Леди Урсула накрыла книгу рукой и сказала:
— Мистер Ларкин пишет: «Не подлежит сомнению, что идея стихотворения и какой-то его фрагмент или хотя бы строка приходят к автору одновременно». Вы с этим согласны, коммандер?
— Да, леди Урсула, согласен, пожалуй. Стихотворение начинается с поэзии, а не с идеи.
Он ничем не выдал своего удивления ее вопросом, потому что знал: шок, горе, травма по-разному воздействуют на людей, так что если такое странное начало облегчало ей дальнейший разговор, ему нетрудно скрыть свое нетерпение.
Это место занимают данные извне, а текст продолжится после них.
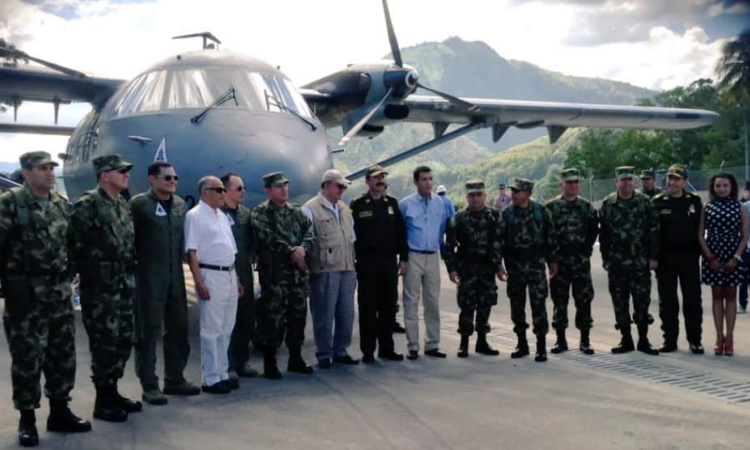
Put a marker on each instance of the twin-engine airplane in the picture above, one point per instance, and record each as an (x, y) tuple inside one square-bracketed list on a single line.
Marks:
[(212, 111)]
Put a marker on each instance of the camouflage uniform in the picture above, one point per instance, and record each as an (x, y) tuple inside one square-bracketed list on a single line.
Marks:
[(105, 257), (282, 308), (528, 242), (629, 238), (35, 237), (577, 226), (472, 249)]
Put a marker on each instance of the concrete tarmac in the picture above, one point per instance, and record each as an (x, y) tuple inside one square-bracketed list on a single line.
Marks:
[(603, 401)]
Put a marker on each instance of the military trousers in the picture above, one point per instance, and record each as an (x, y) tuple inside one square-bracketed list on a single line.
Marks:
[(282, 314), (578, 280), (477, 294), (154, 316), (536, 283), (40, 330), (377, 296), (109, 321), (684, 267), (623, 285)]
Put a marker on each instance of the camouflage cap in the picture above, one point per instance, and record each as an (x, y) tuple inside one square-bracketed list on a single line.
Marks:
[(274, 179), (624, 172), (33, 159), (474, 186), (570, 175), (107, 163), (522, 184), (375, 171), (677, 170)]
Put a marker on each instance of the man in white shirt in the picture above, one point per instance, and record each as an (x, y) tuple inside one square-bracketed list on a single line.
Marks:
[(211, 250)]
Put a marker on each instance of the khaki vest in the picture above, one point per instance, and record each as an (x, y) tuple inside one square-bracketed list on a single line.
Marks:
[(332, 249)]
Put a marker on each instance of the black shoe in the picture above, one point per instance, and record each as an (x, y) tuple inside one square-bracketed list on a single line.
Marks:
[(28, 436), (435, 353), (346, 359), (62, 420), (391, 356)]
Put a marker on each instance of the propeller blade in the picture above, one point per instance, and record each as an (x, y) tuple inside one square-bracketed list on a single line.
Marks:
[(355, 129), (463, 104), (395, 50)]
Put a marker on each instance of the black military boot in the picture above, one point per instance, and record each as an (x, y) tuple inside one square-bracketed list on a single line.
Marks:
[(27, 434), (522, 349), (270, 368), (562, 344), (585, 345), (541, 348), (106, 407), (463, 350), (129, 406), (644, 345), (626, 343), (296, 363), (483, 347), (62, 420)]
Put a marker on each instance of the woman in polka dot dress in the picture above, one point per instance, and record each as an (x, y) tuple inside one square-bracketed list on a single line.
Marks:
[(723, 237)]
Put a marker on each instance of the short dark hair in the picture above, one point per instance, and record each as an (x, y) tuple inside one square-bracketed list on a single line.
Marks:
[(155, 168), (420, 170), (733, 194)]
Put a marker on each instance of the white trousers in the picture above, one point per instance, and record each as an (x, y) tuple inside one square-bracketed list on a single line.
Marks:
[(217, 322), (422, 277)]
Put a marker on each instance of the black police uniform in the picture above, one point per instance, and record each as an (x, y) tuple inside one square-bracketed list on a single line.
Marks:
[(679, 258), (381, 236)]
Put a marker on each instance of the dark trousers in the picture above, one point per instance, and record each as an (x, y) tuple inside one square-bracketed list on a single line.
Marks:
[(377, 294), (685, 268), (154, 315)]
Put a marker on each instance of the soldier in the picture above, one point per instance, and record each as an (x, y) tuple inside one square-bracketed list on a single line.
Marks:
[(629, 242), (472, 257), (245, 326), (35, 237), (679, 257), (284, 236), (529, 241), (382, 253), (577, 226), (158, 217), (648, 179), (105, 256)]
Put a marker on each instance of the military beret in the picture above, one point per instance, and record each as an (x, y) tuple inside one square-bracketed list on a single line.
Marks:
[(474, 186), (624, 172), (522, 184), (570, 175), (274, 179), (33, 159), (107, 163), (677, 170)]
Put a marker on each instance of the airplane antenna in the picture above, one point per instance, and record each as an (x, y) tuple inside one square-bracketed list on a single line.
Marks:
[(206, 35)]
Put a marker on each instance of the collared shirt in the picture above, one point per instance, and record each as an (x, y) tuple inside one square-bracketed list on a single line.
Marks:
[(425, 221), (207, 231)]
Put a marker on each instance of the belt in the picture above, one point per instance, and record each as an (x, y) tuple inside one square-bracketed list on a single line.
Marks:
[(219, 268)]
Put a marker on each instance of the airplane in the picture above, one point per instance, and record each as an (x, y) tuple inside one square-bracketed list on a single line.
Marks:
[(211, 111)]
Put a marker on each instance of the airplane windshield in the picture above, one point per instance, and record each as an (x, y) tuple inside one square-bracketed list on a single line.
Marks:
[(198, 88)]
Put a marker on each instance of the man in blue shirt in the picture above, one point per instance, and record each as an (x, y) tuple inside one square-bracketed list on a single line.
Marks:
[(425, 217)]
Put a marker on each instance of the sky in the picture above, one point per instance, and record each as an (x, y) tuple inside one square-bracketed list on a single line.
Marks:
[(656, 44)]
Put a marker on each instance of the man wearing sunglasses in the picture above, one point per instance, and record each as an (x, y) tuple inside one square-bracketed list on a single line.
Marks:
[(158, 217), (332, 275), (211, 251), (577, 225), (244, 328), (105, 257)]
— Быть поэтом и библиотекарем если и необычно, то не так уж удивительно, но быть поэтом и полицейским представляется мне явлением эксцентричным, почти извращением.
— Вы считаете, что поэзия враждебна разоблачению или разоблачение — поэзии? — поинтересовался Дэлглиш.
— О, разумеется, последнее. Что, если муза настигнет… нет, это неверное слово, — если муза посетит вас в разгар расследования? Хотя, насколько я помню, коммандер, ваша муза в последние годы стала вас избегать, — заметила она и добавила с легкой иронией: — К нашему величайшему сожалению.
— Такого пока еще не случалось, — ответил он. — Вероятно, человеческий ум устроен так, что может одновременно осваивать лишь один опыт.
— А поэзия, конечно, весьма напряженный опыт?
— Один из самых напряженных.
Внезапно она ему улыбнулась, и улыбка озарила ее лицо почти интимной доверительностью, словно они были давними спарринг-партнерами.
— Вы должны меня извинить. Подвергаться допросу следователя — дело для меня новое. Если существует уместная в таких случаях форма диалога, то я ее еще не нашла. В любом случае благодарю, что не стали обременять меня выражением сочувствия. На своем веку мне довелось получать слишком много официальных соболезнований. Они всегда казались мне либо нескромными, либо неискренними.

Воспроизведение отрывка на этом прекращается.